225 – Récits à l’intention des esprits aventureux

Il s’aperçut alors qu’il n’était pas seul. Le campement abandonné qui s’offrait à sa vue exerçait sur lui une irrésistible attirance, tel un mirage. Le feu crépitant, chaud comme une main sur son cœur, lui rappelait les souvenirs heureux de sa vie naguère : courir dans les champs de tournesols avec son fils, la figure gorgée de soleil ; somnoler au coin de l’âtre, sa femme dans ses bras…

Il ressentit une froide douleur, comme un coup de poignard, en repensant soudain à ce jour funeste où tout bascula. Au corps inerte de sa femme. Aux cendres de sa maison en flammes, comme autant de flocons de neige noire. Et cette affreuse pestilence… l’odeur des engeances. Il avait empoigné sa hache, serré les mains glaciales de son fils et quitté les lieux. Il allait les tuer, tous, jusqu’au dernier. Son cœur irradiait une insupportable agonie.

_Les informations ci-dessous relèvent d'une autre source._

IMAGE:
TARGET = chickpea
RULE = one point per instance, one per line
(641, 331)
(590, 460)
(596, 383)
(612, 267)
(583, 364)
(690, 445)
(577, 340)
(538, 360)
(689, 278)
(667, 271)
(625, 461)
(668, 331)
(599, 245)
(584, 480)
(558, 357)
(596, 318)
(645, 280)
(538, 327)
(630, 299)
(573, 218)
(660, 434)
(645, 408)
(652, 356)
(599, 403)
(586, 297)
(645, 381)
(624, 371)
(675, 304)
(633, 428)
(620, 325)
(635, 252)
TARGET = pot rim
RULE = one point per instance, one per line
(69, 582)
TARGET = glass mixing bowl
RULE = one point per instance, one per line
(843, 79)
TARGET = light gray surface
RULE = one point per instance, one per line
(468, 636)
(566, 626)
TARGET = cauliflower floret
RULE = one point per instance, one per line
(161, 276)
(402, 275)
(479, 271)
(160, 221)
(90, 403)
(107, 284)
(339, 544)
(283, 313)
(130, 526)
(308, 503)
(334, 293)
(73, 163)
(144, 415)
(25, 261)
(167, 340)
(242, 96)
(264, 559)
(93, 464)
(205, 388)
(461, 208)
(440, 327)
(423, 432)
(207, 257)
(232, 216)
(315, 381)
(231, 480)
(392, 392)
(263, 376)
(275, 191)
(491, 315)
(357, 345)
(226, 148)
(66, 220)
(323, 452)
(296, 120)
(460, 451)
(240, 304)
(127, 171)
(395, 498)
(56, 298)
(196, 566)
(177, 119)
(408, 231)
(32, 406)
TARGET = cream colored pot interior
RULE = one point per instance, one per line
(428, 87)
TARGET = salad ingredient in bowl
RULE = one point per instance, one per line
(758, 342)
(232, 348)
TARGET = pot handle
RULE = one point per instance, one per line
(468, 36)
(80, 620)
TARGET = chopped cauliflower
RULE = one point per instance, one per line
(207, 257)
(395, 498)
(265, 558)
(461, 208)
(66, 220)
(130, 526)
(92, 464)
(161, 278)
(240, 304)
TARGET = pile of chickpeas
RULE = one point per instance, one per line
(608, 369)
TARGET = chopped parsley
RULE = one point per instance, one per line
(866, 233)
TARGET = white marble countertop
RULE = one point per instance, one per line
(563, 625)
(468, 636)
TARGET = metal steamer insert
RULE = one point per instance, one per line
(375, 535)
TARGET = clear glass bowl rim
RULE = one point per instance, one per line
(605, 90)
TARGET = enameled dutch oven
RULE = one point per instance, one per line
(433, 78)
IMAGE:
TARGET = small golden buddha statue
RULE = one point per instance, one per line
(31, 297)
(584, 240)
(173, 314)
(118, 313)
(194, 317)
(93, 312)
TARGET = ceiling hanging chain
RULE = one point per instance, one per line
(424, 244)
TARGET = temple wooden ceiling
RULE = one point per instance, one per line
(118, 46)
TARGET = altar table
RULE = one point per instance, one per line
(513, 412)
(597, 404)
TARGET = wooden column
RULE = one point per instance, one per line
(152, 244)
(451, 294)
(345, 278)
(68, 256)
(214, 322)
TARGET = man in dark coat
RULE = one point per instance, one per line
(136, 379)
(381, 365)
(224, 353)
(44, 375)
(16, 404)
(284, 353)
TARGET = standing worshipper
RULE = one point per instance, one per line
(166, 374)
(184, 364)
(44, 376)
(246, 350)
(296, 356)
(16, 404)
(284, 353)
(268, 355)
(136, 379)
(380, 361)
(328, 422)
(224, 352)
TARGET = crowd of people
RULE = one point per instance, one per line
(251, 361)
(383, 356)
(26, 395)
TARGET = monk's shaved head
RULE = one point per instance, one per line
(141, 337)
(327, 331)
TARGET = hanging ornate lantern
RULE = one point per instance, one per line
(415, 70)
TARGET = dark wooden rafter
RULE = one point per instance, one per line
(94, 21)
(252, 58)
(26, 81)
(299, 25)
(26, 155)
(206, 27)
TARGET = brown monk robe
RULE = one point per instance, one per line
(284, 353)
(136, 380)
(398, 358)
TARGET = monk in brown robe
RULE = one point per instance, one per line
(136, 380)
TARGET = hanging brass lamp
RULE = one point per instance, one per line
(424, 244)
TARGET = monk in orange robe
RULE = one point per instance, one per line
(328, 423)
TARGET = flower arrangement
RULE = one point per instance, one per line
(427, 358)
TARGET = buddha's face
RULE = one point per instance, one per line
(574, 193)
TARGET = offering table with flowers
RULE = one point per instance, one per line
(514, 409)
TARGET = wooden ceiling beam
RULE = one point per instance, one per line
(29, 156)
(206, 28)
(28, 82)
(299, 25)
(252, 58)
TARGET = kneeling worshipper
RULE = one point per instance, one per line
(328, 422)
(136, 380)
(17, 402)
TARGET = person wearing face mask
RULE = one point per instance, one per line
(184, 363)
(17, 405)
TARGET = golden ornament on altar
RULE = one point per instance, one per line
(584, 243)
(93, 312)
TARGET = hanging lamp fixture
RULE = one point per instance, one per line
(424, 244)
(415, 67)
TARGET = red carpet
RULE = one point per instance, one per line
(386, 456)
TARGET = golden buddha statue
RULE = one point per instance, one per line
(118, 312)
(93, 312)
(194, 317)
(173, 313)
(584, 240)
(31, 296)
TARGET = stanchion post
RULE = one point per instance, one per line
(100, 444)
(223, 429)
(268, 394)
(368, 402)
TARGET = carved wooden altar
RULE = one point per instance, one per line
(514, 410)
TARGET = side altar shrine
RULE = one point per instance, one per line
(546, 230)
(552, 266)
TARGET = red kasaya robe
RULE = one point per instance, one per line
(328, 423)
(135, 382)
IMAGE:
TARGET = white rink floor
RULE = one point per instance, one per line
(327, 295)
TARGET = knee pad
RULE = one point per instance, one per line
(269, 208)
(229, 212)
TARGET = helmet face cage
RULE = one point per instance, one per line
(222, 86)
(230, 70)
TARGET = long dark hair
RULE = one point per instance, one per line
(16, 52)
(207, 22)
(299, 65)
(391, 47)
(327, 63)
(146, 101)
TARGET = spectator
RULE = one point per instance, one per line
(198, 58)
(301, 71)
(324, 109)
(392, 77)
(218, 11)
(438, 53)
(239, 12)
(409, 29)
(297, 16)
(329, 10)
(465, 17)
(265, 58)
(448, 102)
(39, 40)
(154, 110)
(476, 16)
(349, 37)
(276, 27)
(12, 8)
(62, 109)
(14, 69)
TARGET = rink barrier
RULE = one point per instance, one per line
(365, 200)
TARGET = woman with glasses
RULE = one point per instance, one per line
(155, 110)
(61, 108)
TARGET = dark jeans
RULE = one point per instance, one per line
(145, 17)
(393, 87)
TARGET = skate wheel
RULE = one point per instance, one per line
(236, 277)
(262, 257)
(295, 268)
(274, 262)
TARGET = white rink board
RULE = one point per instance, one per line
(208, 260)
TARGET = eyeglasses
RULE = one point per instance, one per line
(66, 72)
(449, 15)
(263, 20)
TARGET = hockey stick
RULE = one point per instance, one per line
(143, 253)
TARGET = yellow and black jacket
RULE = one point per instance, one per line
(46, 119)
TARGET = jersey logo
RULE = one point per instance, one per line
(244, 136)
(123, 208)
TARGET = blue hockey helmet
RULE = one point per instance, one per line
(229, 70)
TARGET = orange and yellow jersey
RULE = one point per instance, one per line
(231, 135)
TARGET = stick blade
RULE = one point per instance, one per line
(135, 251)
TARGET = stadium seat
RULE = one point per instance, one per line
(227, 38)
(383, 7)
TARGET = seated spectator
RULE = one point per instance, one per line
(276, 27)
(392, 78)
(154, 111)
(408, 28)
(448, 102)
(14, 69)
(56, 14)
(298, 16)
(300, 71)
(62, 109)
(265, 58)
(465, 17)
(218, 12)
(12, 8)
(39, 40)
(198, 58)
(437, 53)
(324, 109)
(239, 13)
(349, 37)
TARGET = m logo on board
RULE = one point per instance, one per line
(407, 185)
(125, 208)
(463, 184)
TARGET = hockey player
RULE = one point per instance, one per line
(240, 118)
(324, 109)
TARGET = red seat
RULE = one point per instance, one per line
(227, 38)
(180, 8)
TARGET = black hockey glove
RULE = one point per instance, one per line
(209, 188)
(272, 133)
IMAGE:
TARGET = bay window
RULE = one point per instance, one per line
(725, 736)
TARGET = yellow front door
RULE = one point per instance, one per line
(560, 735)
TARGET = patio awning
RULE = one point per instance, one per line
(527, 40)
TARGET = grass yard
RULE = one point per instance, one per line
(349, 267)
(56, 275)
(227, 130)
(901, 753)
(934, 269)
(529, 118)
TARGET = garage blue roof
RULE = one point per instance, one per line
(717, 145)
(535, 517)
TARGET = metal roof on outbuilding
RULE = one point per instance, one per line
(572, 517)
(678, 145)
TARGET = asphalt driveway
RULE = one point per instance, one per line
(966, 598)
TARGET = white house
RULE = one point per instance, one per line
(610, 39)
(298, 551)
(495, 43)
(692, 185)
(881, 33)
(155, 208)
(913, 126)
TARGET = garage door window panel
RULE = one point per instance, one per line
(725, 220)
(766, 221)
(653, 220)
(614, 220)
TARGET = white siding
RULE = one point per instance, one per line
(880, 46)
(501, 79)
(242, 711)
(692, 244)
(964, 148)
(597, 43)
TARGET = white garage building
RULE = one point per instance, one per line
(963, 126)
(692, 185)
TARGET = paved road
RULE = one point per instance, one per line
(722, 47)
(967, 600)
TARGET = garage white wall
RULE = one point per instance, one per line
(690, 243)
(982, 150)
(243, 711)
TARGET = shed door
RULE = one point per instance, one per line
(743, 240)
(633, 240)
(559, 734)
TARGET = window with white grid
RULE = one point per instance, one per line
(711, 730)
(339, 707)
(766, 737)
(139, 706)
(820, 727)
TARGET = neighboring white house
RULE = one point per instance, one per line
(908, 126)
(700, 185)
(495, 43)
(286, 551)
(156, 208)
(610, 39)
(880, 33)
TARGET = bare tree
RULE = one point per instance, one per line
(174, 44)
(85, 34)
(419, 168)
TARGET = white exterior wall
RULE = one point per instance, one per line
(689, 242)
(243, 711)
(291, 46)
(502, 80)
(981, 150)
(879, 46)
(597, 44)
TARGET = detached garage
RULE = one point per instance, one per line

Il ouvrit les yeux et vit, indicible horreur, une ombre spectrale penchée sur lui, occupée à drainer sa vie. Alentour, le campement avait disparu pour laisser place à un environnement familier, presque paisible, fait d’ossements, de mort et de désespoir. Il se prit à songer que peut-être, toute sa vie n’avait été qu’illusion, qu’il n’avait peut-être jamais eu de famille. L’espace d’un instant, il se sentit soulagé : on ne peut perdre ce que l’on n’a jamais eu. Mais à voir ainsi la mort en face, l’esprit jouit d’une clarté remarquable. Il savait que l’illusion était ailleurs. Son visage tourmenté se fendit d’un sourire : voilà bien longtemps qu’il attendait cet instant. Il leva faiblement les bras, empoigna le visage du démon et l’embrassa. C’était comme embrasser un nuage de sable et de poussière. Soudain, toute peine disparut, et avec elle son dernier souffle de vie. Son corps n’avait pas touché terre que tout était déjà terminé.

Il était enfin libre.

— Tiré des « Récits édifiants à l’intention des esprits aventureux » de frère Ramos de Guilherme, 7:94 des tempêtes.